Referring to fig. 3, fig. 3 is a schematic flow chart of the step S2 for generating the execution plan through the planning unit 2, and specifically includes:

s201, judging whether a pre-stored SQL statement corresponding to the SQL statement exists in the shared cache pool, if so, outputting an execution plan corresponding to the SQL statement, and if not, outputting an execution plan corresponding to the SQL statement

S202, syntax check is carried out on the SQL statement, if the syntax error returns error information to the user, otherwise,

s203, semantic check is carried out on the SQL statement, if the semantic error returns error information to the user, otherwise,

s204, carrying out view and expression conversion on the SQL statement to obtain a corresponding conversion result;

s205, selecting an optimizer according to the conversion result to obtain a corresponding optimizer selection result;

s206, selecting a corresponding data connection mode and a corresponding connection sequence according to the selection result of the optimizer;

s207, selecting a searched path according to the connection mode and the connection sequence;

and S208, generating an execution plan according to the search path and outputting the execution plan.
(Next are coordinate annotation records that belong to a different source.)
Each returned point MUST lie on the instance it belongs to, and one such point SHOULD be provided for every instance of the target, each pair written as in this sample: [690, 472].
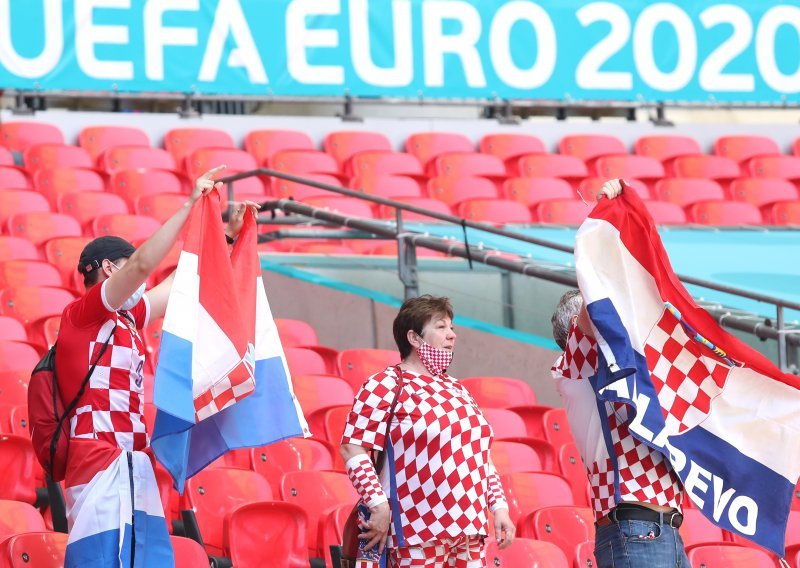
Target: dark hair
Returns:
[414, 314]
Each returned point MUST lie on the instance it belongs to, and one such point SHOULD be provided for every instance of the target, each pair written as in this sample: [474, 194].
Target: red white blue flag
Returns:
[221, 382]
[725, 417]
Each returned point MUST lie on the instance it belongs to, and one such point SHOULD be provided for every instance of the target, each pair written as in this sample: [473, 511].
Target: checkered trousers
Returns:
[441, 447]
[113, 406]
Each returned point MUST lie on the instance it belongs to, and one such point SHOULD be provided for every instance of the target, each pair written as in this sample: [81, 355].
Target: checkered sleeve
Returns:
[366, 423]
[496, 497]
[364, 478]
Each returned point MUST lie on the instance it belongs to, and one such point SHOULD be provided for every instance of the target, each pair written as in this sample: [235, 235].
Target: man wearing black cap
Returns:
[108, 418]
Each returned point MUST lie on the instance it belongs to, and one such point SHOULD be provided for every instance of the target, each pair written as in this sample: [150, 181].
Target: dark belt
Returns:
[630, 512]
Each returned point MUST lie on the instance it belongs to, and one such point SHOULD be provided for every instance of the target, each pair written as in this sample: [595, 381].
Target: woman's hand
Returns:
[376, 529]
[611, 189]
[236, 221]
[205, 183]
[503, 528]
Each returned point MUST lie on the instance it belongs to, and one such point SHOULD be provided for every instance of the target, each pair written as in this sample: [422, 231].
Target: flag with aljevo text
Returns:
[724, 415]
[221, 382]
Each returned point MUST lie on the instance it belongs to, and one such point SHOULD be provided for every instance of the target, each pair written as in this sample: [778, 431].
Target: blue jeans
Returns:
[639, 544]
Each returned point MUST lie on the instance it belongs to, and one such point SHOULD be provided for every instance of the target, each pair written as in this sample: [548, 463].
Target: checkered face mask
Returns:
[435, 360]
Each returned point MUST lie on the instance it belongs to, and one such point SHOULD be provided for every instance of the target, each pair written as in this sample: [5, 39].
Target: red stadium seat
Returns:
[34, 302]
[368, 164]
[263, 144]
[783, 167]
[34, 550]
[343, 144]
[729, 556]
[666, 147]
[572, 469]
[687, 191]
[14, 178]
[159, 206]
[201, 160]
[18, 135]
[589, 147]
[357, 365]
[121, 158]
[299, 162]
[187, 553]
[293, 454]
[85, 207]
[584, 555]
[531, 191]
[98, 139]
[526, 552]
[21, 273]
[724, 213]
[321, 391]
[284, 189]
[255, 532]
[303, 361]
[697, 529]
[561, 212]
[129, 227]
[214, 492]
[131, 184]
[564, 526]
[711, 167]
[464, 164]
[317, 492]
[56, 182]
[786, 213]
[526, 492]
[743, 148]
[433, 205]
[349, 206]
[13, 201]
[761, 191]
[496, 211]
[514, 457]
[426, 146]
[17, 517]
[642, 168]
[665, 213]
[499, 392]
[590, 188]
[63, 253]
[180, 142]
[41, 227]
[17, 461]
[387, 186]
[552, 165]
[17, 248]
[49, 156]
[454, 190]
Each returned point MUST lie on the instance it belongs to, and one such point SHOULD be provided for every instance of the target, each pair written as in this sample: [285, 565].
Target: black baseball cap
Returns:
[102, 248]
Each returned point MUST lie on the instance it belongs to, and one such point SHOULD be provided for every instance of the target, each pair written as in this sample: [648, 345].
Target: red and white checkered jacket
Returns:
[644, 474]
[445, 484]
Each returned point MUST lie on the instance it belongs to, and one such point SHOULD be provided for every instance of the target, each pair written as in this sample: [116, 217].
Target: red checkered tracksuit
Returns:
[444, 481]
[644, 474]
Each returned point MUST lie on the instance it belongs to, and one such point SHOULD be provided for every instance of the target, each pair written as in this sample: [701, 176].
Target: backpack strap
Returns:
[71, 406]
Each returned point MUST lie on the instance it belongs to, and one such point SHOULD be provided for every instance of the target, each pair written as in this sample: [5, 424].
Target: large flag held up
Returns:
[724, 415]
[222, 381]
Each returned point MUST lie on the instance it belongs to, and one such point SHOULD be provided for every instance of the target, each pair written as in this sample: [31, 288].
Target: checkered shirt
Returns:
[685, 378]
[644, 474]
[112, 409]
[441, 447]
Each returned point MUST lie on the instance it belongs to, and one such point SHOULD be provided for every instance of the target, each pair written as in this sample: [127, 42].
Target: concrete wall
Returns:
[344, 320]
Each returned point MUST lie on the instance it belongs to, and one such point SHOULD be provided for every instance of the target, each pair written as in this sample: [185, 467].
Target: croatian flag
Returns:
[725, 417]
[221, 382]
[114, 510]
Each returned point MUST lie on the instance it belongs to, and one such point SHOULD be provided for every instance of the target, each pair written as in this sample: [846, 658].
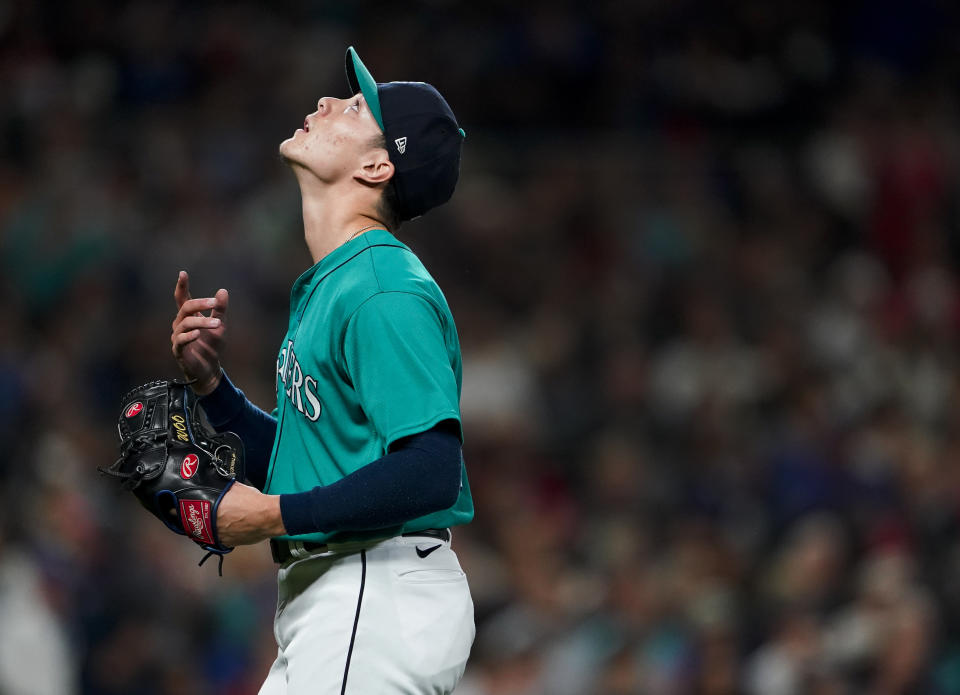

While the foregoing is directed to the preferred embodiment of the present invention, it will be understood by those skilled in the art that various changes and modifications may be made without departing from the spirit and scope of the invention.

Claims

1. A distributed NewSQL database system, comprising:

the control unit is used for accessing a user request in a database interface mode and sending the user request to the planning unit; the system is also used for returning the query result to the user; the user request comprises a query condition of JSON data to be queried, and the query result is the JSON data obtained according to the query condition; the database interface is JDBC or ODBC;

the Hbase unit further comprises the cooperative processing module, and the cooperative processing module is used for inquiring an index table according to the inquiry condition to obtain the corresponding index data; wherein, the index table stores the index data in the form of inverted index generated by the JSON data as a nested type;

the Hbase unit further comprises an Hbase unit API interface, and the execution unit is used for inquiring a data table through the Hbase unit API interface according to the acquired index data so as to acquire the corresponding inquiry result.

2. The distributed NewSQL database system according to claim 1, further comprising:

and the distributed transaction manager is used for coordinating multiple parties in the execution plan to finish distributed transaction management when distributed transactions are involved in the execution plan.

3. A semi-structured data query method based on the distributed NewSQL database system of any one of claims 1-2, which is characterized by comprising the following steps:

accessing a user request in a database interface mode through a control unit, and sending the user request to a planning unit; the user request comprises a query condition of JSON data to be queried, and the query result is the JSON data obtained according to the query condition; the database interface is JDBC or ODBC;

returning the query result to the user through the control unit;

and when the execution unit queries the data table, querying the data table through an Hbase unit API (application programming interface) of the Hbase unit so as to obtain a corresponding query result.

4. A semi-structured data query method as claimed in claim 3, wherein distributed transaction management is accomplished by coordinating multiple parties in the execution plan when distributed transactions are involved in the execution plan by a distributed transaction manager.